Ne cherchez pas ces lieux sur les cartes : ils n’existent pas. La Renaissance voit l’émergence d’un genre littéraire et philosophique qui consiste à décrire des utopies. Le mot et la chose ont été créés par le philosophe anglais Thomas More (1478-1535). Son ouvrage Utopia (1516) nous convie à un voyage vers l’île d’Utopia, un lieu inspiré par les découvertes du Nouveau Monde à l’époque de Christophe Colomb. Éloge de l’humanisme, l’auteur invite à observer l’Ancien Monde depuis cette île imaginaire. Sur cette dernière, les contraires sont réconciliés : nature et raison, mais aussi sauvagerie et artifice. Thomas More se livre à une féroce dénonciation des mœurs : intolérance religieuse, injustices..., et à une description d’un monde idéalisé, où la propriété privée serait inconnue. Véritable texte ésotérique, Utopia dissimule une réflexion sur la meilleure forme de constitution politique et une satire sociale.
« L'Utopie est l'un de ces écrits versatiles, à la fois sérieux et facétieux, qui présentent un autre visage à chaque nouvelle génération et qui répondent différemment aux questions qui leur sont adressées. » (1)
Son auteur joue sur l'étymologie grecque pour désigner l'île d'Utopie comme un lieu à la fois "inexistant et idéal". Le terme utopia combine ou- (οὐ, « non » ou « nulle part ») et topos (τόπος, « lieu »), soit « lieu qui n'existe pas ». Dans l'édition originale en latin, il introduit aussi eutopia, dérivé de eu- (εὖ, « bon ») et topos, qui signifie « bon lieu ». En anglais, "Utopia" et "Eutopia" se prononcent de manière identique, ce qui a entraîné une confusion entre les deux termes. Seul le mot "Utopia" a véritablement traversé les siècles, mais les deux notions restent complémentaires pour comprendre l'originalité de l’œuvre de More. "Utopia" désigne un lieu imaginaire et fictif, tandis que "Eutopia" renvoie à un projet d’organisation rationnelle d’une société idéale, où l’humanité atteint son apogée, les conflits disparaissent, la justice sociale et une "sociabilité améliorée" dominent... bref, "le lieu du meilleur". À Utopia, nous découvrons la cité idéale, géométrique, qui doit également refléter l'idéalité sociale.
De l'utopie à la dystopie
Un siècle plus tard, en 1627, paraît de manière posthume La nouvelle Atlantide de Francis Bacon (1561-1626)... C'est aussi un conte philosophique qui décrit une île idéale, un pays inconnu et merveilleux. Mais là où Thomas More parle d'un peuple heureux grâce à ses choix politiques, Bacon théorise, pour la première fois, le bonheur du genre humain grâce à l'application systématique de la science, dans tous les domaines. Dès sa parution, des éditions sont disponibles dans pratiquement tous les pays industrialisés ou en voie de l’être.

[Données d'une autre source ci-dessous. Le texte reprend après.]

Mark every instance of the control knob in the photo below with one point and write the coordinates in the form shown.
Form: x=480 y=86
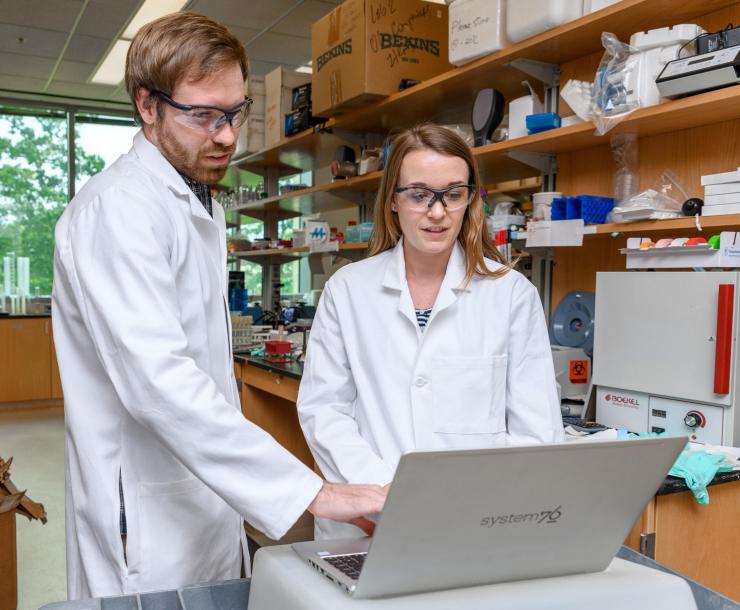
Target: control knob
x=694 y=419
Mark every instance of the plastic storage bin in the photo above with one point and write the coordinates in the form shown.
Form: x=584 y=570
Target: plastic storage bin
x=592 y=209
x=477 y=28
x=525 y=19
x=366 y=231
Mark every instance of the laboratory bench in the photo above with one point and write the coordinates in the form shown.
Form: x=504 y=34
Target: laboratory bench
x=701 y=542
x=28 y=362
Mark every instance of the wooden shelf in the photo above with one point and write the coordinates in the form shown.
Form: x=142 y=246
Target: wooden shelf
x=694 y=111
x=458 y=87
x=286 y=255
x=321 y=198
x=648 y=227
x=493 y=159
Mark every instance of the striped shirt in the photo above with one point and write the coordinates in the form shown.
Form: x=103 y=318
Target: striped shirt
x=422 y=317
x=201 y=191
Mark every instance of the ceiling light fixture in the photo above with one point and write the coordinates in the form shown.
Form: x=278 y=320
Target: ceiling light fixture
x=110 y=70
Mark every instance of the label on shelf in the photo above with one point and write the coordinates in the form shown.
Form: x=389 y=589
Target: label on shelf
x=546 y=233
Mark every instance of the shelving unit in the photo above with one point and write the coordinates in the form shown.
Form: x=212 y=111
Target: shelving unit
x=673 y=132
x=285 y=255
x=320 y=198
x=566 y=43
x=695 y=111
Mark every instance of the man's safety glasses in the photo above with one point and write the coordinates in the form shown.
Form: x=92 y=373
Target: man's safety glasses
x=208 y=119
x=421 y=198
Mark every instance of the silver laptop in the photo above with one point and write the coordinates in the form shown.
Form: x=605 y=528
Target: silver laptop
x=465 y=518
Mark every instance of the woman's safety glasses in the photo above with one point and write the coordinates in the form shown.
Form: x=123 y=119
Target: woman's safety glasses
x=421 y=198
x=208 y=119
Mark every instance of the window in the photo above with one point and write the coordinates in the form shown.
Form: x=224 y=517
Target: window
x=35 y=187
x=99 y=137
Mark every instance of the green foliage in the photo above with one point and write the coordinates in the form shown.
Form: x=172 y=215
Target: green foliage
x=33 y=189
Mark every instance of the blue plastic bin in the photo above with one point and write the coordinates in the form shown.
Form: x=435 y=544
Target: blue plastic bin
x=591 y=208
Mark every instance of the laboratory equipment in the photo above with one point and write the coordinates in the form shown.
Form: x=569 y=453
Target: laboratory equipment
x=665 y=352
x=700 y=73
x=488 y=111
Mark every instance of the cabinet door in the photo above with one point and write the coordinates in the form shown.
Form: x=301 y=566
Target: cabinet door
x=25 y=360
x=56 y=381
x=657 y=333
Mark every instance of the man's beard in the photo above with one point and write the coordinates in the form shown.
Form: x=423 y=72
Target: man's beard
x=186 y=161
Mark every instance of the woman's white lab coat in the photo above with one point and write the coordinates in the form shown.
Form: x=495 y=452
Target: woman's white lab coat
x=375 y=387
x=142 y=335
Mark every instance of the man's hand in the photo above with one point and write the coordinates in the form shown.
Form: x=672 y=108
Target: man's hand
x=349 y=503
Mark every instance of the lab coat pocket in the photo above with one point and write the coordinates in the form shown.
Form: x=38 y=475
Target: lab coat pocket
x=175 y=529
x=469 y=394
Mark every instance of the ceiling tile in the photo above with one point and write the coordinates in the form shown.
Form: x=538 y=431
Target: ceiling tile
x=280 y=48
x=74 y=71
x=12 y=64
x=252 y=15
x=43 y=43
x=261 y=67
x=105 y=20
x=56 y=15
x=21 y=83
x=243 y=34
x=299 y=22
x=94 y=92
x=86 y=49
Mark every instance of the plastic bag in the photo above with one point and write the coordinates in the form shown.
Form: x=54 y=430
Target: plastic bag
x=614 y=95
x=626 y=178
x=664 y=200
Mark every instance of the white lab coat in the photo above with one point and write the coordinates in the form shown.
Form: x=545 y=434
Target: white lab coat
x=375 y=387
x=143 y=340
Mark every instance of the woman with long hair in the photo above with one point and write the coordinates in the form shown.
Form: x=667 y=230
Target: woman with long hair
x=431 y=342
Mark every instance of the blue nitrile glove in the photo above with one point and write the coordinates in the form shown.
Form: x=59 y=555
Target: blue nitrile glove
x=698 y=469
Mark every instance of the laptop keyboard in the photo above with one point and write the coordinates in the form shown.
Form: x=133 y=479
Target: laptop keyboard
x=349 y=565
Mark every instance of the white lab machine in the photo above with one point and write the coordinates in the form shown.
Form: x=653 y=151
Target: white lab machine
x=655 y=48
x=665 y=353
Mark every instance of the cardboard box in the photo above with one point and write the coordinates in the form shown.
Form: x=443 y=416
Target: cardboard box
x=364 y=48
x=255 y=85
x=251 y=135
x=278 y=101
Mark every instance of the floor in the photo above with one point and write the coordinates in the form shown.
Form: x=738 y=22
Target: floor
x=34 y=437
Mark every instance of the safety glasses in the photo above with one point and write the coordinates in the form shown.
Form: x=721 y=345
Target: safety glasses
x=208 y=119
x=421 y=198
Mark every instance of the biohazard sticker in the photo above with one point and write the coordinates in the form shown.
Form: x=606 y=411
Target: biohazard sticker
x=579 y=371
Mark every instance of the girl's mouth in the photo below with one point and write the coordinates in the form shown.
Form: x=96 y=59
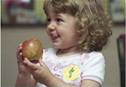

Au XVIIᵉ siècle, le progrès des sciences marque l'essor de la méthode scientifique, avec des figures comme Galilée, Descartes et Newton, et des avancées majeures en astronomie, physique, et médecine, inaugurant l'ère moderne des sciences.
Progressivement, l’imaginaire collectif délaisse l’idéalisation d’un Âge d’or situé dans le passé ou dans des lieux inaccessibles, pour se tourner vers l’avenir. C'est notamment le cas dans L'An 2440 de Louis-Sébastien Mercier (1771), considéré comme le premier roman d'anticipation. Cette œuvre visionnaire dépeint un Paris futuriste, débarrassé des inégalités, des superstitions et des abus de pouvoir. À travers un rêve utopique, Mercier critique la société de son époque tout en esquissant un modèle de progrès fondé sur la raison, la justice sociale et une organisation politique éclairée.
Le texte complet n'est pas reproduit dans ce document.